When it comes to how we experience, interact and navigate our world, timing is everything. And new research in mice suggests that a specific set of cells is essential to how we learn complex behaviors that rely on timing.
The discovery by a team at the University of Utah in the US could eventually help detect the onset of neurodegenerative diseases that affect the perception of time, such as Alzheimer’s.
To create a memory for your personal archives, your brain must encode the timing and sequence of events as you experience them. It creates this timeline using circuits in the medial temporal lobe (MTL), one of which is the medial entorhinal cortex (MEC).
This MEC circuit has ‘time cells’ that fire at specific moments during tasks, on a scale of seconds and minutes, a kind of organic internal metronome that helps us keep track of time in the moment.
Scientists suspect that this ‘timer’ can leave a mark on episodic memories, so that the ‘frames’ of our experience are reviewed in sequence, with a built-in rhythm. But to do so, these temporal cells will need learning dynamics that allow them to encode different temporal contexts.
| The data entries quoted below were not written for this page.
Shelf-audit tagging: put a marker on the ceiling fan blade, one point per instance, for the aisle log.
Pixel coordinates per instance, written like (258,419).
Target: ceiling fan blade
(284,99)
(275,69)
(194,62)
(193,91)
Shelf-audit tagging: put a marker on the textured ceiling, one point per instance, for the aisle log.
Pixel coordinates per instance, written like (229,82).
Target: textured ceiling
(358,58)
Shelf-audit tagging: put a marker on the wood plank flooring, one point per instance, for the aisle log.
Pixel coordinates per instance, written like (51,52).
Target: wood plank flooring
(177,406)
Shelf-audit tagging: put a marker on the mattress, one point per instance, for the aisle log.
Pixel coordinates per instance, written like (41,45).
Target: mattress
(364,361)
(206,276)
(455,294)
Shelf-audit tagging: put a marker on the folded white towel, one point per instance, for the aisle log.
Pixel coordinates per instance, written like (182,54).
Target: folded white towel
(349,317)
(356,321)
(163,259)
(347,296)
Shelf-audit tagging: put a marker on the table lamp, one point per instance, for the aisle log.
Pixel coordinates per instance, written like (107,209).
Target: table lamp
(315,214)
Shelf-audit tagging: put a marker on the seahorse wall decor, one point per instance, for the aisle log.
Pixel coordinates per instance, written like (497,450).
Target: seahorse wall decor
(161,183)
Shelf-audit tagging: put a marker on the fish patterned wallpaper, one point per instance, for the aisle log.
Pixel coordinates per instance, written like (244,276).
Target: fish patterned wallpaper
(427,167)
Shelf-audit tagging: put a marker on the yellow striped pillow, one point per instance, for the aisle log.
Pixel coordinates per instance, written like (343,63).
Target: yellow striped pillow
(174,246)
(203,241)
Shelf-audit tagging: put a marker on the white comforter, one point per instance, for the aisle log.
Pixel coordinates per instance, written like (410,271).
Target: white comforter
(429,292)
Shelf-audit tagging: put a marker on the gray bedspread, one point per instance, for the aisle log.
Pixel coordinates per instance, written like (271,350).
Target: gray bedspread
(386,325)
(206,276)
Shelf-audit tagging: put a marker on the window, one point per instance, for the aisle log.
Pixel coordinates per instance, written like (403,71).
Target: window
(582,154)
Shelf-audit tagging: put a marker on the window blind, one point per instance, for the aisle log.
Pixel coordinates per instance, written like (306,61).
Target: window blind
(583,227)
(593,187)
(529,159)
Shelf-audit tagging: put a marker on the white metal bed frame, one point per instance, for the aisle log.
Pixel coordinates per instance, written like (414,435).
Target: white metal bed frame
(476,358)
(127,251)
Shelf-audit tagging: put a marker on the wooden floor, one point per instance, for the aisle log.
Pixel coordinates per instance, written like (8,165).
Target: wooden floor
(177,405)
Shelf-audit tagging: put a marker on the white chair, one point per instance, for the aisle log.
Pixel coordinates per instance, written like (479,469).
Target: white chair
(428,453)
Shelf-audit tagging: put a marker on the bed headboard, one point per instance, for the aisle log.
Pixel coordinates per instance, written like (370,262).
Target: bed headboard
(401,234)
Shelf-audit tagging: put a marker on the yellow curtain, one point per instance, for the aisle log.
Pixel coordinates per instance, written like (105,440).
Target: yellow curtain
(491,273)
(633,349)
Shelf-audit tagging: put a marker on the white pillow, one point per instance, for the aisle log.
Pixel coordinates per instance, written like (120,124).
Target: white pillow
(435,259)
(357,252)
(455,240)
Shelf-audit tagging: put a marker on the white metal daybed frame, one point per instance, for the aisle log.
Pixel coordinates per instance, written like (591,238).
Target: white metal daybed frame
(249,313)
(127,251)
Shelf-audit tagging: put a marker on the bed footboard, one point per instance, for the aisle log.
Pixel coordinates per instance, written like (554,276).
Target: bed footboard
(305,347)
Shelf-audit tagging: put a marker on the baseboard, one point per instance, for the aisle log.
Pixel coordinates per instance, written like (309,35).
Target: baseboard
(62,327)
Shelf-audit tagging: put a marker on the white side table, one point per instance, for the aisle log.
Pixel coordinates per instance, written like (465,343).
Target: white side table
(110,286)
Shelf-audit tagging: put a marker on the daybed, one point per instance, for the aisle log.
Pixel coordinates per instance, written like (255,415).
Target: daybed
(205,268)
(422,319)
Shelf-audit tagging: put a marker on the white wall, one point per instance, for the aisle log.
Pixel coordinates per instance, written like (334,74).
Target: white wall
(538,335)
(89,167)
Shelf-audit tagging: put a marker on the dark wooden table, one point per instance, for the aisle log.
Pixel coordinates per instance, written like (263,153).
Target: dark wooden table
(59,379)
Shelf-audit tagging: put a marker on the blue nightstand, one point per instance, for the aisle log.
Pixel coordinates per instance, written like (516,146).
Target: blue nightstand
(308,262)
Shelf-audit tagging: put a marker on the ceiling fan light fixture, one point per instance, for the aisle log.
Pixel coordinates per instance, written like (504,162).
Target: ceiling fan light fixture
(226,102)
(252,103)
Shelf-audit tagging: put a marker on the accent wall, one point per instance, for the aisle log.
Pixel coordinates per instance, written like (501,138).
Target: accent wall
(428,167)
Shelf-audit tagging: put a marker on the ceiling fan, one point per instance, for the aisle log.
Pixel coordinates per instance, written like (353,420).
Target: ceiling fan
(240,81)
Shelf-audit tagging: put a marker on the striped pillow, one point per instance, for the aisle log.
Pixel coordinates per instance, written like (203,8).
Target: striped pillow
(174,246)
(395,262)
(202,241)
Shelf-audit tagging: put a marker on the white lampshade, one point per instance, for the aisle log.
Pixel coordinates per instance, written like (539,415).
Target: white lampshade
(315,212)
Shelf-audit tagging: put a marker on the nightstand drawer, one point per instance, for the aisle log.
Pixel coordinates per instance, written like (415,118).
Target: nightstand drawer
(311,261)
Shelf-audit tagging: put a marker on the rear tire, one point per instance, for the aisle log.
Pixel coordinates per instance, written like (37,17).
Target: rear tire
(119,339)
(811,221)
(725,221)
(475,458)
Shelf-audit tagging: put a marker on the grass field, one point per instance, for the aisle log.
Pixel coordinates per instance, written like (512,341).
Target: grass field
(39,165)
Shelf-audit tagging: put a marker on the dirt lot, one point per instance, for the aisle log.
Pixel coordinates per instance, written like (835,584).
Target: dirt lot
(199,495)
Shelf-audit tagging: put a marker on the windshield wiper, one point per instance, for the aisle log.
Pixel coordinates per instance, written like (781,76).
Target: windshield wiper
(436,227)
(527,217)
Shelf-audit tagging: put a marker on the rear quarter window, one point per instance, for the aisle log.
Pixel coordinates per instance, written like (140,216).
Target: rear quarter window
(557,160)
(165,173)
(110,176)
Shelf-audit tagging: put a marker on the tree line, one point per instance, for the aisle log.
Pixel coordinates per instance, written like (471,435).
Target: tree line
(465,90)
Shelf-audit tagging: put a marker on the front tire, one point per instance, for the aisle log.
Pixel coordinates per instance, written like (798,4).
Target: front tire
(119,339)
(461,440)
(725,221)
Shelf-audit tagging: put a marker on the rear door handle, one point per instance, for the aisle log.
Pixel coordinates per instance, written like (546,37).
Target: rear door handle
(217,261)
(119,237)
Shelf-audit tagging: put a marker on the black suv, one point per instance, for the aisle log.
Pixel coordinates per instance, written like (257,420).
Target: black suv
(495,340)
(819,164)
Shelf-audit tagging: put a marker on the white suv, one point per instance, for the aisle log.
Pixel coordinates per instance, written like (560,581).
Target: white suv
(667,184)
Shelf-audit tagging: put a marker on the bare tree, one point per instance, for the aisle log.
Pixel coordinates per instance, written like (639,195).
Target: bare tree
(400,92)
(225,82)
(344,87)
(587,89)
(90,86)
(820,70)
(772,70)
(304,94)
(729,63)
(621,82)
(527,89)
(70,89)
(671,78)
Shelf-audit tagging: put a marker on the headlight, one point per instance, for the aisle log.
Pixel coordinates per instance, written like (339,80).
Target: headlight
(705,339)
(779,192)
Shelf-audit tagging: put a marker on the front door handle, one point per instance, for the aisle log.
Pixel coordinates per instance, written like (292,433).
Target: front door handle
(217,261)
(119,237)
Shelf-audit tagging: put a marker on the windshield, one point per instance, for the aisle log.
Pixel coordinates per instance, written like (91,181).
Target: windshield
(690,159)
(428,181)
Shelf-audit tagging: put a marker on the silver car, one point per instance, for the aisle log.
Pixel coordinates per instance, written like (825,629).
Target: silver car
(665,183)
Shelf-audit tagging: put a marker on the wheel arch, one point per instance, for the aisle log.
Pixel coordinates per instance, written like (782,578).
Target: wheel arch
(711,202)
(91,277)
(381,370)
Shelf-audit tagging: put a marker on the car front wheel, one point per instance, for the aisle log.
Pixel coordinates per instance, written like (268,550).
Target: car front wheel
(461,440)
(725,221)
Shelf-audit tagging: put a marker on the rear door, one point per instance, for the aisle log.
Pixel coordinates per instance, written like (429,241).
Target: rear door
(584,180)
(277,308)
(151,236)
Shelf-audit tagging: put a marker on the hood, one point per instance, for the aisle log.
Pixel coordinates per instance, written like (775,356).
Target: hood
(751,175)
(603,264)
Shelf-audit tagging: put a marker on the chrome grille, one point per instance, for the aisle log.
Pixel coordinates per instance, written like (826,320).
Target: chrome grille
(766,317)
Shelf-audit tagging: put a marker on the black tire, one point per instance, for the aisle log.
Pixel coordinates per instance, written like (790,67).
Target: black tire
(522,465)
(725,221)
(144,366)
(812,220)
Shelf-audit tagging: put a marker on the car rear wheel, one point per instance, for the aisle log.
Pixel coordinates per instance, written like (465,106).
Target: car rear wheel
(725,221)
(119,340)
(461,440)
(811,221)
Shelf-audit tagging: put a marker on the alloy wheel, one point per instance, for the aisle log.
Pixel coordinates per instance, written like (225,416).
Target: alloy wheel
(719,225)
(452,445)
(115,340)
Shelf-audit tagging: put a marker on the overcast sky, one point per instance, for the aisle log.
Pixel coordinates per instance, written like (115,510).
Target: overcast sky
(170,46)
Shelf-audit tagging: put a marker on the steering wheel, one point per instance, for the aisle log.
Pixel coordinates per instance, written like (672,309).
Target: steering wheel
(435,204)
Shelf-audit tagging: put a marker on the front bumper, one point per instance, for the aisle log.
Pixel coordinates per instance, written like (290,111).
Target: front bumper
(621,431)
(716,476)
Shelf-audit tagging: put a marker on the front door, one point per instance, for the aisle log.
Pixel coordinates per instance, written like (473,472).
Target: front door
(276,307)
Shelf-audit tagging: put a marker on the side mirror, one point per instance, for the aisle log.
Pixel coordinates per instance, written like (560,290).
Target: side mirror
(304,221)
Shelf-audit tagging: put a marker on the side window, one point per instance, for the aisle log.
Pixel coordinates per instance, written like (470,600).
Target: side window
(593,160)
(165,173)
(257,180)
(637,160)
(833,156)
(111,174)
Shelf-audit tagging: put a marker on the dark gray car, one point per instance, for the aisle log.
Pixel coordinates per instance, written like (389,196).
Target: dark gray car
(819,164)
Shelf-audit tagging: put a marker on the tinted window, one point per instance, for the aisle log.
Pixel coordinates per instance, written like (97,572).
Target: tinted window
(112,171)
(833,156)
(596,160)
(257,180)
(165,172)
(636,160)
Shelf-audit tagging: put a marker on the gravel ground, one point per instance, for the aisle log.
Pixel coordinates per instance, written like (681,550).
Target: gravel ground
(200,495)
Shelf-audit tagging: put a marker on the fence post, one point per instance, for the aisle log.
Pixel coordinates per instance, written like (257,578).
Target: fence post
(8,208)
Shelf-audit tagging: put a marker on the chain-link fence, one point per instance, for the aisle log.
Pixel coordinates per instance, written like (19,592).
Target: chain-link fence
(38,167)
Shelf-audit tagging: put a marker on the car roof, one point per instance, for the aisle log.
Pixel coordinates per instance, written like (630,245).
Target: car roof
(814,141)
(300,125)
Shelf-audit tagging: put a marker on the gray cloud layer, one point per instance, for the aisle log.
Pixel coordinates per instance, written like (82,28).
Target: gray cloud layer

We know that ‘spatial cells’ within the MTL can rearrange their ‘fields of fire’ according to spatial contexts as an animal moves through different and changing environments.
The researchers wanted to investigate whether temporal cells have a similar ability to ‘re-map’ in different temporal contexts. They combined a complex time-based learning task with brain imaging to look at temporal cell activity patterns.
If temporal cells are as flexible as their spatial cousins, the team hypothesized, then “(1) distinct sequences of temporal cells will become active as animals learn to identify a new temporal context, forming a unique map or ‘line time’ of any time context, and (2) such dynamics support the learning of time behavior.”
The first trial involved rats performing a task in which the timing of events was crucial, discriminating between a time-varying odor stimulus to obtain a reward.
The patterns in temporal cell activity were consistent regardless of the odor stimulus pattern, but became more complex as the rats learned, developing unique ‘time scales’ corresponding to each stimulus.
And when the mice tried it wrong, the researchers noticed, their temporal cells also fired in the wrong order.
“Time cells are supposed to be active at specific moments during the test,” says neurobiologist Hyunwoo Lee. “But when the mice made mistakes, that selective activity became erratic.”
When the researchers chemically blocked the MEC, disabling the mice’s timing cells, the animals were still able to perceive and predict the time of the event, but it became impossible for them to learn the time-based task all over again.
“Surprisingly, timing cells play a more complicated role than just keeping track of time,” says the study’s first author, neurobiologist Erin Bigus.
“The MEC is not acting as a really simple stopwatch that is needed to track time in any simple circumstance. Its role seems to be actually in learning these more complex temporal relationships.”
This research could lead to a better understanding of psychological conditions where people experience time very differently, such as Alzheimer’s, which we already know affects MEC early in its progression.
“We are interested in exploring whether complex behavioral timing tasks can be a useful way to detect the early onset of Alzheimer’s disease,” says the study’s senior author, neurobiologist James Heys.
There is also growing interest in how ‘time blindness’ – a symptom of ADHD and autism – arises. Understanding how time is mapped and recorded in the brain may help advance investigations there as well.
The researchers note that while they found that the MEC has a clear role in timing, there are other regions in the MTL, such as the hippocampus and lateral entorhinal cortex, that also encode timing.
“A clear future direction would include testing the necessity of other FTA regions,” the team wrote.
This research was published in Nature Neuroscience.